Testing US Oil Export Ban Carries Risks
Companies eager to export U.S. oil face fines and other risks if they stray from government-approved practices, trade lawyers said this week, but the challenge is figuring out what the government allows because its rulings have so far been private.
As the drilling boom floods the Gulf Coast with light oil that local refineries cannot easily process, energy companies are under pressure to sell the petroleum to global markets, despite a 40-year ban on crude exports. A 20 percent drop in oil prices this fall has also made them anxious to find new buyers.
The Obama administration this summer put a hold on more than 20 new applications for exports of minimally processed light oil called condensate after issuing two approvals for the fuel. That has pushed companies to consider exporting condensate without specific governmental approval.
The Commerce Department's approvals to Pioneer Natural Resources Co and Enterprise Product Partners LP this year were issued as private letters, which makes it hard for other drillers to discern exactly what petroleum the government considers legal.

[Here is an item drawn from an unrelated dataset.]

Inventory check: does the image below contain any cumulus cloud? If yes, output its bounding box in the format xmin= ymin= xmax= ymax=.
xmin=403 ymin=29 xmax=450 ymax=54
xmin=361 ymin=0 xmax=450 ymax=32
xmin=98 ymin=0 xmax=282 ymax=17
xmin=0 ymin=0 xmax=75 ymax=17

But the general parameters require oil producers to put the condensate through a distillation process for it to be considered a petroleum product like gasoline or heating oil. Products, unlike crude, are exempt from the ban that Congress passed after the Arab oil embargo of the 1970s.
"It's very unlikely that a company going to that kind of effort, actually having light condensate run through a distillation tower ... would be getting whacked with any major penalty," said Alan Dunn, a trade lawyer at Stewart and Stewart.
BHP Billiton Ltd said this week it had determined that its condensate meets the legal criteria for export as it is similar to the shipments the Commerce Department has approved. The Anglo-Australian mining company has contracted to a sell a cargo of the oil to Swiss trader Vitol.
Friendly Congress
U.S. midterm elections this week put Republicans in control of both houses of Congress, an outcome many expect to hasten measures that would relax or end the ban on exporting crude.
But nobody expects Congress to act soon. Condensate producers wishing to export now "must engage in strict due diligence to ensure compliance with rulings" by the Commerce Department, another lawyer said at an off-the-record workshop on condensates at the U.S. Energy Information Administration in September.
For example, if the feedstock is too heavy to be considered condensate, if the distillation process is too light, or if the finished condensate is not kept separately from other crudes before it reaches the shipping vessel, a company could face a civil fine from the Commerce Department.
A civil fine could be twice the amount of the transaction, Dunn said. It could be mitigated, and perhaps reduced to a warning letter, if the producer had gotten a legal opinion that it was not outside the boundaries of the export ban.
The fine also could hurt the company's reputation, as end buyers are wary of legal risks to suppliers.
A far worse legal problem would develop if a company strays from what the Commerce Department approved and mixes condensate derived from oil wells into similar petroleum that comes from natural gas fields, and tries to get away with it, Dunn said.
"That's a crime" that could also mean action by the Justice Department, jail time and million-dollar fines on top of the civil penalties, he added.
But as long as companies are trying to mirror what has been approved, they should be safe, said a Washington-based trade lawyer who requested anonymity due to the sensitive nature of oil exports.
"To the extent companies are shipping the exact same stuff that has been approved," the lawyer said, "... they would have a pretty strong legal argument that this is none of the Commerce Department's business."